In less than two weeks, 14 Jews have been killed by the British, including two woman and a boy under 16, while nearly 100 people have been shot, including an eight-year-old. All this violent suppression has been accompanied by the classic excuse that shots from the crowds provoked a reply. Yet despite the reputation for deadly and acorate assaults built up by the “terrorists,” not a single British soldier or policeman has been seriously hurt in the clashes with the public.

On the other hand, the Jewish activities indicate a plan of attacks upon specific targets where minimal forces can be engaged as, for example, in the selection of such meaningful targets as the government offices at Tel Aviv–in protest against the Bevin pronouncement–and the attacks on the coastal stations this week in retaliation for the capture of a schooner carrying immigrants without entry permits.
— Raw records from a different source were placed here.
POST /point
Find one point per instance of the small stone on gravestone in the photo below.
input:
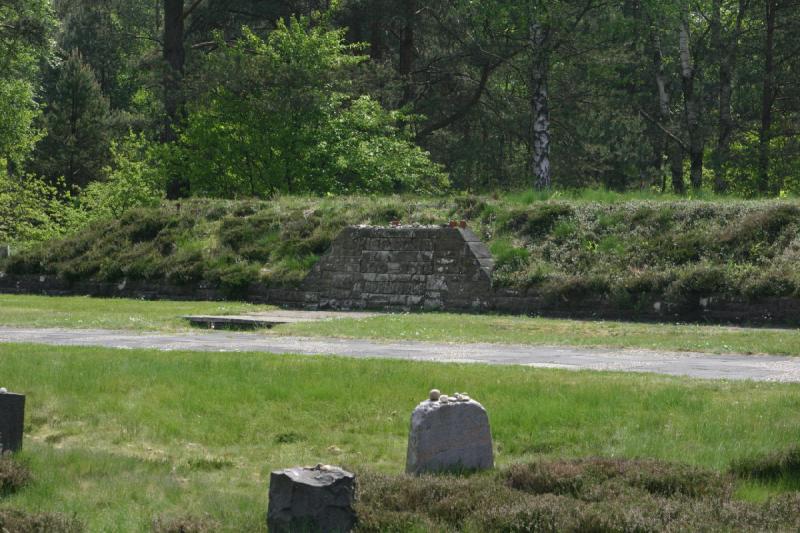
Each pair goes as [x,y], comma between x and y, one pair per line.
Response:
[449,433]
[12,420]
[318,498]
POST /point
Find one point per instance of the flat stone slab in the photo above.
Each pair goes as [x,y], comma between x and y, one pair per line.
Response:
[449,435]
[268,319]
[691,364]
[318,498]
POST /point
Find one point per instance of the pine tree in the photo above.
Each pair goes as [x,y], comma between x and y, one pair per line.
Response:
[76,146]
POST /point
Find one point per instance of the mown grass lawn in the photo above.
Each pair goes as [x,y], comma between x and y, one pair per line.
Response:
[118,437]
[83,312]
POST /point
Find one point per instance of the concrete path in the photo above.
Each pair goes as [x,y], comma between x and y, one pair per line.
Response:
[698,365]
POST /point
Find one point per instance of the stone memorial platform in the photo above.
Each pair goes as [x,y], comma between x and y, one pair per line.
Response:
[268,319]
[402,268]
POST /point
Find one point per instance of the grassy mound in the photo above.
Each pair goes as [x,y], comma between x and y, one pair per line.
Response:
[675,250]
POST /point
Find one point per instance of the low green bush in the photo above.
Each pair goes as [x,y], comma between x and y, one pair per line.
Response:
[578,495]
[784,463]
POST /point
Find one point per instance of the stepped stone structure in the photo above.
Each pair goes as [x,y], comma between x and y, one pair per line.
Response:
[402,267]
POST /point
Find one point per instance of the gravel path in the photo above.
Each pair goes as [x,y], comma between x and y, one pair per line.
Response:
[698,365]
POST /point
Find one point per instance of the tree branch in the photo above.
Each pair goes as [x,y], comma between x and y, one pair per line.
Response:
[191,8]
[665,130]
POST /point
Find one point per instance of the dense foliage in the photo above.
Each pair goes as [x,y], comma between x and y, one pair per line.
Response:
[274,117]
[256,98]
[627,252]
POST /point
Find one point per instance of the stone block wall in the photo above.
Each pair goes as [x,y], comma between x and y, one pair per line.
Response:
[403,267]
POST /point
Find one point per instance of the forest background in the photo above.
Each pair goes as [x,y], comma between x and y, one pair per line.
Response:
[110,105]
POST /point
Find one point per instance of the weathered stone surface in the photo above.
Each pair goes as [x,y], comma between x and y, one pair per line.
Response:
[403,267]
[449,434]
[313,499]
[12,418]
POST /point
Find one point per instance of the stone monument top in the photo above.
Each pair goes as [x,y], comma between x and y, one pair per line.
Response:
[449,432]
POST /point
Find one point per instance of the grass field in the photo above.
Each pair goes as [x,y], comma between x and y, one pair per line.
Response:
[118,437]
[81,312]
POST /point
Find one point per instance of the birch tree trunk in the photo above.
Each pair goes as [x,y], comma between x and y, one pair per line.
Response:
[726,49]
[406,63]
[174,58]
[540,110]
[672,149]
[691,108]
[767,97]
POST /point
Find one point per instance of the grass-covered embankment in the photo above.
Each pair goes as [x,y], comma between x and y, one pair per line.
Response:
[164,315]
[626,252]
[117,438]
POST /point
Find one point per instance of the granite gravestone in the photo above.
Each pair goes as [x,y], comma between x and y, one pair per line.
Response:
[449,433]
[314,499]
[12,418]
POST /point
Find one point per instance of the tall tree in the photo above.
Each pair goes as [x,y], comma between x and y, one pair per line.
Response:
[768,94]
[25,29]
[691,104]
[77,123]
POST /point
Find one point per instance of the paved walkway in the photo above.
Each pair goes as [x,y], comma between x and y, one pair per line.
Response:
[698,365]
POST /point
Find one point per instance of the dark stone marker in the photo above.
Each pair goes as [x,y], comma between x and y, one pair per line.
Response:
[12,418]
[311,499]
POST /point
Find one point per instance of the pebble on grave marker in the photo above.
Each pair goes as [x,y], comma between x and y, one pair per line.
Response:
[12,420]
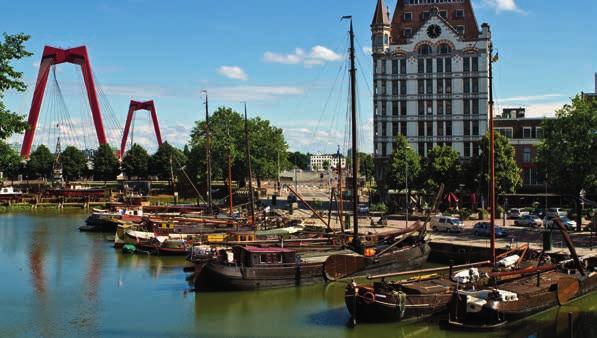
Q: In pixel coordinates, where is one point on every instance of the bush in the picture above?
(379, 207)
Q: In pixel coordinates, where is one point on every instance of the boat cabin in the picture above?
(256, 256)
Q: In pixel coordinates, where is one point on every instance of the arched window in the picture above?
(425, 49)
(444, 48)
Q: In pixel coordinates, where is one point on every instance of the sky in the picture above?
(286, 59)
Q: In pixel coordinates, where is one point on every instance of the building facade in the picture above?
(316, 162)
(430, 77)
(524, 134)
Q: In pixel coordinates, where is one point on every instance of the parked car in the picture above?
(529, 220)
(553, 212)
(569, 223)
(484, 229)
(516, 213)
(447, 223)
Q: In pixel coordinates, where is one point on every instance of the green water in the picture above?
(58, 282)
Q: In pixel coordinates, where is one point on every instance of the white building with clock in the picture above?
(430, 77)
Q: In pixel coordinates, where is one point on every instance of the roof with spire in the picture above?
(381, 16)
(418, 18)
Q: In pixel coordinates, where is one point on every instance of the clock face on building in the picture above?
(434, 31)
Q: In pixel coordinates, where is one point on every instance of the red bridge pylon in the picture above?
(133, 107)
(53, 56)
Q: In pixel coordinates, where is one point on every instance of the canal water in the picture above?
(58, 282)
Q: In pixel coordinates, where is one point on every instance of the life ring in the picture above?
(368, 297)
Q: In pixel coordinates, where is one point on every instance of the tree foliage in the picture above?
(9, 160)
(568, 151)
(74, 163)
(227, 132)
(402, 158)
(11, 49)
(40, 163)
(166, 160)
(105, 164)
(136, 162)
(442, 165)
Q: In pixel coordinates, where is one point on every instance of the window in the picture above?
(440, 107)
(526, 155)
(539, 132)
(444, 49)
(425, 49)
(439, 64)
(466, 65)
(526, 132)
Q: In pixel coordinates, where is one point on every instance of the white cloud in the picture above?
(253, 93)
(233, 72)
(318, 55)
(503, 5)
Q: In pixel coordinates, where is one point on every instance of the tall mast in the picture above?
(207, 154)
(492, 154)
(355, 152)
(248, 147)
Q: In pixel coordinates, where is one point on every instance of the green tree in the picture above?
(167, 159)
(227, 131)
(568, 151)
(366, 166)
(442, 165)
(105, 164)
(40, 163)
(9, 161)
(507, 173)
(74, 163)
(11, 49)
(136, 162)
(404, 159)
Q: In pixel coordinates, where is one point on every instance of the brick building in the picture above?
(430, 77)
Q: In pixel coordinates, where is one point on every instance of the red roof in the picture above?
(255, 249)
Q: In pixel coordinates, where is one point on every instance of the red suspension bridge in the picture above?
(96, 113)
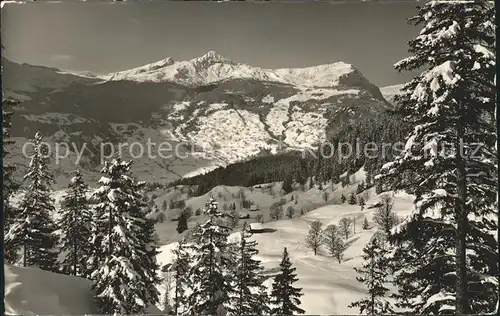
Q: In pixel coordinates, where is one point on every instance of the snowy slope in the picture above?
(213, 67)
(31, 291)
(328, 286)
(390, 91)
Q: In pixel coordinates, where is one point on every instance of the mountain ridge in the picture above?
(229, 117)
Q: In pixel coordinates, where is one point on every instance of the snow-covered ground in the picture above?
(212, 67)
(31, 291)
(328, 286)
(390, 91)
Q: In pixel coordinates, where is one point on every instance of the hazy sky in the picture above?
(104, 37)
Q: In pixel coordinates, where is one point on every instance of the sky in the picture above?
(107, 37)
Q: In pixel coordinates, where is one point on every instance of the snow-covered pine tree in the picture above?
(74, 227)
(285, 298)
(33, 228)
(212, 263)
(125, 279)
(248, 292)
(447, 248)
(373, 274)
(9, 186)
(180, 268)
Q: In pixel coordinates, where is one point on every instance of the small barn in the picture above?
(244, 215)
(256, 228)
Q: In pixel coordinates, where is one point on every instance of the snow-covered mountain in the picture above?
(227, 111)
(212, 67)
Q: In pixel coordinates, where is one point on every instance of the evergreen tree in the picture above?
(385, 217)
(287, 184)
(33, 228)
(447, 248)
(374, 275)
(314, 238)
(125, 279)
(352, 199)
(9, 186)
(74, 225)
(333, 242)
(248, 292)
(234, 218)
(343, 198)
(180, 268)
(361, 202)
(212, 263)
(285, 298)
(360, 188)
(345, 227)
(182, 222)
(365, 225)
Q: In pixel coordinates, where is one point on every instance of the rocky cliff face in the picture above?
(226, 111)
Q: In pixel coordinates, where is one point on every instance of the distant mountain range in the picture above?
(227, 110)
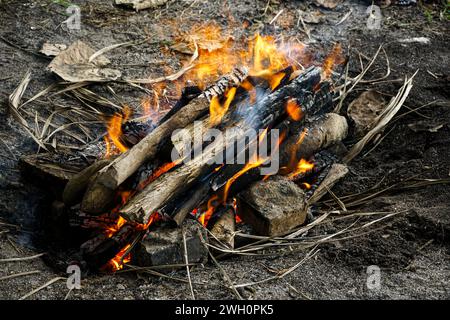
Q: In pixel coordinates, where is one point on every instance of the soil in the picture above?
(412, 249)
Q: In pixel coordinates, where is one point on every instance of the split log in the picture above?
(224, 227)
(76, 186)
(321, 132)
(100, 192)
(174, 183)
(273, 207)
(51, 170)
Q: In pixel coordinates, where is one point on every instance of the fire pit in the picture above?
(191, 149)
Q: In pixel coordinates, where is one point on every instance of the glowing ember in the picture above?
(118, 261)
(293, 110)
(112, 230)
(115, 131)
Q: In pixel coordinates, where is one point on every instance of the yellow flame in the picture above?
(217, 110)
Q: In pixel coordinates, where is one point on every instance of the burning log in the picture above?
(172, 184)
(273, 207)
(99, 193)
(164, 246)
(76, 186)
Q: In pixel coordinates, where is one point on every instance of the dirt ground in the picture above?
(412, 249)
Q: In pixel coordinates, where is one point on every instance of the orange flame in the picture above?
(204, 218)
(112, 230)
(306, 185)
(159, 172)
(115, 131)
(293, 110)
(303, 166)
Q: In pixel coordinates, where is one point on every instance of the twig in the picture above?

Aside from such sharply limited attacks, which are definitely to be classified as carried out by resistance forces organized in quasi-military cadres, the Jewish answer to the British is obviously taking the form of passive mass resistance. The Tel Aviv demonstrators last week did not reply as an organized mass to the attacks by British troops, while the tactics of passive resistance were most obviously demonstrated by the events yesterday which were exactly paralleled in two separate areas.

In both cases, thousands of Jews with no arms and with nothing in their hands, attempted to stream into the collective farms which had been surrounded by troops, simply to demonstrate their solidarity. Although the British communique today declares that a horseman led the colonists toward Givat Chayim and that other Jews opened fire from the flanks of the soldiers, there is not a single instance of a casualty among the troops as evidence of any firing.

300 JEWISH SOLDIERS REPORTED SEPARATED FROM BRITISH DIVISION SENT TO PALESTINE

Witnessing events at Givat Haim where British troops fired at Jews, and witnessing also the picking off by rifle fire in the Tel Aviv streets of people who could have been dispersed by the simplest means–such as the use of streams of water–convinced this correspondent that the armed forces here, while they are acting with the almost restraint, are nevertheless firing unnecessarily. Perhaps these troops were “over-trained” in the expectancy of a general armed uprising.

The report is current here that 300 Jewish soldiers of the Sixth Airborne Division were separated from that detachment before the outfit entered Palestine. The main body of troops are also said to have been politically briefed along lines that the Jews, having now been given a homeland, want to establish a state by force. It is noteworthy that violent antagonism toward the Jews has been expressed by nearly all the soldiers with whom this correspondent has talked.